The Empty Chair

This article is from the archive of The New York Sun before the launch of its new website in 2022. The Sun has neither altered nor updated such articles but will seek to correct any errors, mis-categorizations or other problems introduced during transfer.

The New York Sun

This week’s commencement exercises at Columbia were a joyful occasion for members of the Class of 2006, but one man was not able to celebrate the conferral of his degree at Morningside Heights. The university had awarded an honorary Doctor of Laws to a leading Cuban democracy activist, Oswaldo Paya. Fidel Castro, however, did not award Mr. Paya permission to leave that country in order to receive his degree. His chair on the dais was empty.

Mr. Paya most recently has garnered attention for releasing a proposed new constitution for Cuba, one that would ban propaganda, protect private property, encourage private entrepreneurship, and guarantee the right to criticize the government. It’s not the first offense against Cuba’s ruling regime for Mr. Paya. In 1996, he started the Varela Project, a petition drive to accumulate the 10,000 signatures his Christian Liberation Movement Party would need to force, under the 1976 “constitution,” a referendum on changes to guarantee the freedoms of speech, assembly, and free enterprise, as well as creating multiparty elections and releasing political prisoners.
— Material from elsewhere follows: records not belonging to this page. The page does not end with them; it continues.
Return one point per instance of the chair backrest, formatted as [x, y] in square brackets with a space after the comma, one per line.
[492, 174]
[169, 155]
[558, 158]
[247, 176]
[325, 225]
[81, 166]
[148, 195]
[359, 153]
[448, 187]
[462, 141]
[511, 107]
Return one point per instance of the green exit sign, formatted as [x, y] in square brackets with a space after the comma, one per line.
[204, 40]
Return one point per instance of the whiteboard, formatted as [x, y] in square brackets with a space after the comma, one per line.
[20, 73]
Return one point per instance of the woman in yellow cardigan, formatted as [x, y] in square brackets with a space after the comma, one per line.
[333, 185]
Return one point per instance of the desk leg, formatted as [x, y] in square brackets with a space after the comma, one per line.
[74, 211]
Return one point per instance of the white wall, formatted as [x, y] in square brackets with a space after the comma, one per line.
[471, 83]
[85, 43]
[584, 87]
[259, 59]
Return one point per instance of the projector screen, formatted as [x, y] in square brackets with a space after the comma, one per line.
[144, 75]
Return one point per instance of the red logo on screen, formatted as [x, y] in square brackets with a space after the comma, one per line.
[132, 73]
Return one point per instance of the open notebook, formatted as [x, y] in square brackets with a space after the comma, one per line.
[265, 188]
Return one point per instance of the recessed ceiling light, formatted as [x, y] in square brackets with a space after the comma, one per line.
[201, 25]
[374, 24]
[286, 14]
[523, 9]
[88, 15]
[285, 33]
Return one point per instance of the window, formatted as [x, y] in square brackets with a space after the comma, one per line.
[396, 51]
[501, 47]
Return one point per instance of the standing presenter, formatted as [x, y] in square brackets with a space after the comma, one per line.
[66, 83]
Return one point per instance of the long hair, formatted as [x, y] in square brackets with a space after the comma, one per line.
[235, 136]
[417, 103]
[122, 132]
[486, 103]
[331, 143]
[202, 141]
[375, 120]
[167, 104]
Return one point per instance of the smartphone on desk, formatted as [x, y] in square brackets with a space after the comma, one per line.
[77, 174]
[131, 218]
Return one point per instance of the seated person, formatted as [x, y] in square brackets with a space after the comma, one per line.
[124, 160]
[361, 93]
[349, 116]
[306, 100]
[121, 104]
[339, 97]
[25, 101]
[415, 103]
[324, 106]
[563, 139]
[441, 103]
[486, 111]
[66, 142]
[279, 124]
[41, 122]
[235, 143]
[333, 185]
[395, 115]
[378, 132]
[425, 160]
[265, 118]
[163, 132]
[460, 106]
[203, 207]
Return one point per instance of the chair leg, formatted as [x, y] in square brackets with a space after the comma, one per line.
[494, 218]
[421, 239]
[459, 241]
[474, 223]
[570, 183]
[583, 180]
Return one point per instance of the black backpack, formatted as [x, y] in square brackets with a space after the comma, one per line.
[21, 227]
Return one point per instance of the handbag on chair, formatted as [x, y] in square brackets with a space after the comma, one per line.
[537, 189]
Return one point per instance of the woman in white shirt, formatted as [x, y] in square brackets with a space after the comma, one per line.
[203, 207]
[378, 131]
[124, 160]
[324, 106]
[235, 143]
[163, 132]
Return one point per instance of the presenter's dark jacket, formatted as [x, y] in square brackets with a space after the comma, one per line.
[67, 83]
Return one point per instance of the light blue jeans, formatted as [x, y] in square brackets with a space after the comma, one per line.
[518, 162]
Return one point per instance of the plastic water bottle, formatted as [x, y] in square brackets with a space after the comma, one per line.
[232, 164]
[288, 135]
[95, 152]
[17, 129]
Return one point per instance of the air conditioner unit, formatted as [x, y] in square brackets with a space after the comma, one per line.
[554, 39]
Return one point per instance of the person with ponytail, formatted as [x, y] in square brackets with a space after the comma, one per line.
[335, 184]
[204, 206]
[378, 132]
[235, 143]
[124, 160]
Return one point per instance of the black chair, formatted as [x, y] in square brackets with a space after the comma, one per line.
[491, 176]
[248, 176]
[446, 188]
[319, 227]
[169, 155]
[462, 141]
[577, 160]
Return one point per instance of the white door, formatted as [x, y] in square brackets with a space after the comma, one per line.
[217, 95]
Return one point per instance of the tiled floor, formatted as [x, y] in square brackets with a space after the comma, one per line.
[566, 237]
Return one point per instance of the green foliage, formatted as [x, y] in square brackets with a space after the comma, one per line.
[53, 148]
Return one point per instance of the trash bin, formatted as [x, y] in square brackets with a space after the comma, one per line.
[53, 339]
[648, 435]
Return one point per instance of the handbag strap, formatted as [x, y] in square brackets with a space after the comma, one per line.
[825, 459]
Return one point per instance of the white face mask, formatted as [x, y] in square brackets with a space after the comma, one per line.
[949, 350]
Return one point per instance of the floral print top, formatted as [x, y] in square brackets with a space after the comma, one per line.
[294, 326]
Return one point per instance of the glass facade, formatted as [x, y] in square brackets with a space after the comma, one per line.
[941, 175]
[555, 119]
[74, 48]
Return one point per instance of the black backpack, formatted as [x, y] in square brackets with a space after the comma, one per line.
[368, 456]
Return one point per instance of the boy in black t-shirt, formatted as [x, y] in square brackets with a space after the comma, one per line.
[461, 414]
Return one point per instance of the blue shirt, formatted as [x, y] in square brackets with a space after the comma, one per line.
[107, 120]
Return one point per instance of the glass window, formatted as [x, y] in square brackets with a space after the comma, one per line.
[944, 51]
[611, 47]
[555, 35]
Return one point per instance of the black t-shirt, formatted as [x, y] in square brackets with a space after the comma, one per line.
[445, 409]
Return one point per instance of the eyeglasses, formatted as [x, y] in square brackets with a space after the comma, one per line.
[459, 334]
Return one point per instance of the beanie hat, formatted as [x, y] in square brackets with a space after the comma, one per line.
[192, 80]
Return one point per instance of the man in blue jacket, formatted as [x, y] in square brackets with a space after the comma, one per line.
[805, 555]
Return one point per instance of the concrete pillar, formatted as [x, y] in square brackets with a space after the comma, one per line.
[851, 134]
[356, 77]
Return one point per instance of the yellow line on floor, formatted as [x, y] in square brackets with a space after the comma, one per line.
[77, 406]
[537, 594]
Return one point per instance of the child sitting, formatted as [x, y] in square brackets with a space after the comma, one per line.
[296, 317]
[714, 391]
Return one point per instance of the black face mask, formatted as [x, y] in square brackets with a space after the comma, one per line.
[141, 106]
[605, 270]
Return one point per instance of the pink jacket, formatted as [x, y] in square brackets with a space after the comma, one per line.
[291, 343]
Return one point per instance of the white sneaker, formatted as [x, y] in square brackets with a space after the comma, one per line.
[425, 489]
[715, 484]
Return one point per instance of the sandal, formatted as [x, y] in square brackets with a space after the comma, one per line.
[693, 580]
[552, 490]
By 2004, he had gained 25,000 signatures, no mean feat considering what a risk each signer had to take in putting his or her name to a protest document in a repressive state. Despite meeting the legal threshold, no referendum has been forthcoming. Instead, the government has declared its commitment to socialism to be “irrevocable.”

Columbia university honored Mr. Paya’s request that it not award the degree in absentia; he holds out hope that he will one day be able to travel to New York to accept the honor in person. Columbia’s president, Lee Bollinger, did read the citation, which says, in part, “Engineer, journalist, activist, tireless campaigner for human rights, and advocate for the people of Cuba, you represent the aspirations of millions around the world yearning for freedom and democracy. At great personal sacrifice and despite nearly constant surveillance and harassment, you have remained committed to nonviolent dissidence and political change. You embody a life of principle in practice, and we are proud to celebrate your extraordinary dedication to peaceful, democratic values.”

Mr. Paya was not able to speak to the Class of 2006 upon the conferral of his degree, but the remarks he offered when he accepted the European Union’s Andrei Sakharov Prize for Freedom of Thought in December 2002, which he accepted on behalf of all Cubans, give a sense of his spirit: “We bring from Cuba a message of peace and solidarity for all peoples. The people of Cuba accept this prize with dignity and in the hope that we can rebuild our society with love for all, as brothers, and as children of God. Cubans are straightforward people and want nothing more than to live in peace and progress in our work, but we cannot, we do not know how to, and we do not want to live without freedom.”